My first category is array-based solutions. Today, almost every storage array vendor has some array-centric replication technology to offer. For SAN or NAS customers, this is often deployed to meet basic DR or cross-array, near-line data protection requirements. Using such technologies, organizations can replicate full volumes or snapshots locally or remotely, and keep them online for nearly instant access to volumes in case of a disaster or failure. Some organizations also use such technologies to create replicas from which they may perform data protection so that backup jobs don't interfere with active hosts. This is especially important with virtual servers. Examples of things I put in this category are EMC's Symmetrix Remote Data Facility, Hitachi Data Systems' TrueCopy, IBM's Peer to Peer Remote Copy and NetApp's SnapMirror. And then midrange arrays have a whole other set of technologies that are usually associated with them.
The second category is host-based replication or application-based replication.
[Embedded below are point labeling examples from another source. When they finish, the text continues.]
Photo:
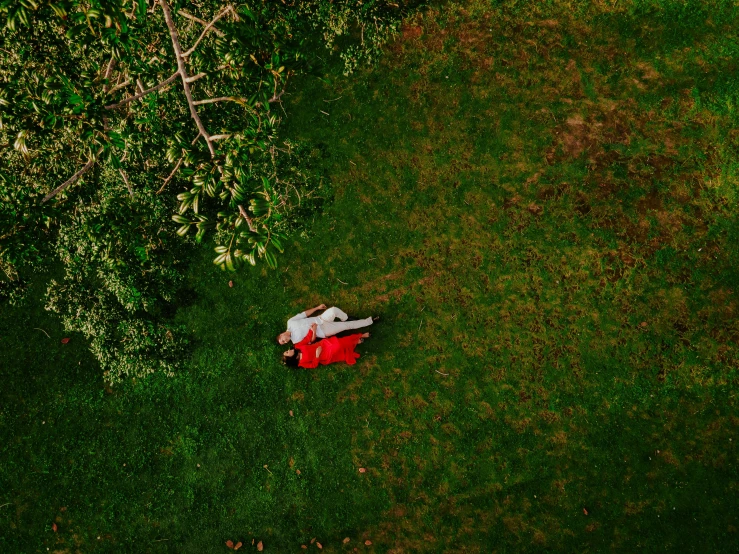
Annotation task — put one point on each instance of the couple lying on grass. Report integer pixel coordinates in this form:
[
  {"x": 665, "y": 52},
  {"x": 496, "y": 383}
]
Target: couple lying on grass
[{"x": 305, "y": 331}]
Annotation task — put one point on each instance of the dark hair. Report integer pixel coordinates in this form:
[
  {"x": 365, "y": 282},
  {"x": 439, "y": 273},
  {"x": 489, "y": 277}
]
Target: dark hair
[{"x": 291, "y": 361}]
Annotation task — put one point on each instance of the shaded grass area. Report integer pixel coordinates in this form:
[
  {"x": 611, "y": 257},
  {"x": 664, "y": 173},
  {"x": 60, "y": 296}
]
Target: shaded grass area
[{"x": 541, "y": 204}]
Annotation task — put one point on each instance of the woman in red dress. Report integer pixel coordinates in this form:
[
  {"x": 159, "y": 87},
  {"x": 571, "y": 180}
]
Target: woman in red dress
[{"x": 309, "y": 354}]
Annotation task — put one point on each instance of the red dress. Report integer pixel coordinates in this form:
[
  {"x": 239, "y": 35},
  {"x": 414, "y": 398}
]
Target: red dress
[{"x": 333, "y": 350}]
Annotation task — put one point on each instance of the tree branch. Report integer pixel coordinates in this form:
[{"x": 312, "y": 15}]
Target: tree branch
[
  {"x": 249, "y": 220},
  {"x": 221, "y": 99},
  {"x": 182, "y": 70},
  {"x": 187, "y": 15},
  {"x": 208, "y": 27},
  {"x": 72, "y": 179},
  {"x": 108, "y": 71},
  {"x": 169, "y": 178},
  {"x": 176, "y": 167},
  {"x": 119, "y": 87},
  {"x": 125, "y": 180},
  {"x": 142, "y": 94},
  {"x": 196, "y": 77}
]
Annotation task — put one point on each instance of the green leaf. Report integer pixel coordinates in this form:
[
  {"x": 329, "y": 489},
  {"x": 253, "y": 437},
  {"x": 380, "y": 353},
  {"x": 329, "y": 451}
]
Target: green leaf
[{"x": 271, "y": 259}]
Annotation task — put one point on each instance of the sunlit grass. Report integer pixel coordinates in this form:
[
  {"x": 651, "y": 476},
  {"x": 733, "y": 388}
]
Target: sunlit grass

Lots of organizations have host-based replication today for specialized protection needs, such as Web server and application server failover and geoclustering. Host-based replication can give you pretty granular host clustering capabilities and automate some things, like the startup of a passive server and the assumption of the primary server's identity. There are lots of capabilities here, but if your protection needs are broad and you need to protect a whole bunch of systems, host-based replication may become very hard to manage. Running many of these from one site to another may [also] bring you bandwidth management headaches. Examples in this category are technologies like Double-Take -- that's a classic example, it has broad recognition. There's also open-source rsync, which can do some version of this -- not in an active-active way -- but it can help you move data and replicate it from one site to another. NEC [Corp.] has ExpressCluster. [And then] there's SteelEye's LifeKeeper.
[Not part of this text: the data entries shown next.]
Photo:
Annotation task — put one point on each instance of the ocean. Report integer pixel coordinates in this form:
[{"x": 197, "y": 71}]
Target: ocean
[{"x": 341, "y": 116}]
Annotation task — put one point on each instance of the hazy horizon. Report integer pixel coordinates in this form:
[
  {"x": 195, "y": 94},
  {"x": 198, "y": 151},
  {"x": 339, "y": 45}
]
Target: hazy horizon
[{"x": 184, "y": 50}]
There's another layer above host-based, and that's the application layer, and you find unique technologies there, too, like technologies specially integrated for SQL Server, Oracle and Exchange. Third-party solutions are integrated there as well, like things from Neverfail, Mimosa's NearPoint and more.
The third category is site-wide technologies. This is where replication technology really gets cool and cutting edge. We've seen a lot of innovation here. There are a number of [remote replication] solutions on the market today that can aggregate the data from multiple systems, optimize that data, and replicate it to other storage volumes or sites. You can buy a single replication solution that can handle heterogeneity across hosts and storage, and give you tremendous anywhere-to-anywhere capabilities. Moreover, a lot of these solutions have enabled these capabilities with an underlying continuous data protection technology. This means these systems can capture every change as it happens and replicate a storage volume in any way you want. It can create an any-point-in-time copy at specific consistency points as snapshots, whole volumes or more. Those technologies today include things like InMage Systems Inc.'s DR-Scout and EMC's RecoverPoint.
And then separately, but not to be forgotten, nearly all of the storage
virtualization solutions also bring this capability to market, things like FalconStor and IBM
SVC and DataCore frequently have these replication capabilities built into [them] at a CDP-like
level. But not every technology is the same. Some site-wide technologies can just help you
orchestrate replication, too, which is important and shouldn't be forgotten. [Those products
include] Hitachi's Replication Manager and EMC's Replication Manager. That's especially important
when you move into more complex applications that might have several volumes that you need to make
sure get consistently replicated from one place to another, such as a big database or an ERP suite.
Then you'd think about an orchestration layer.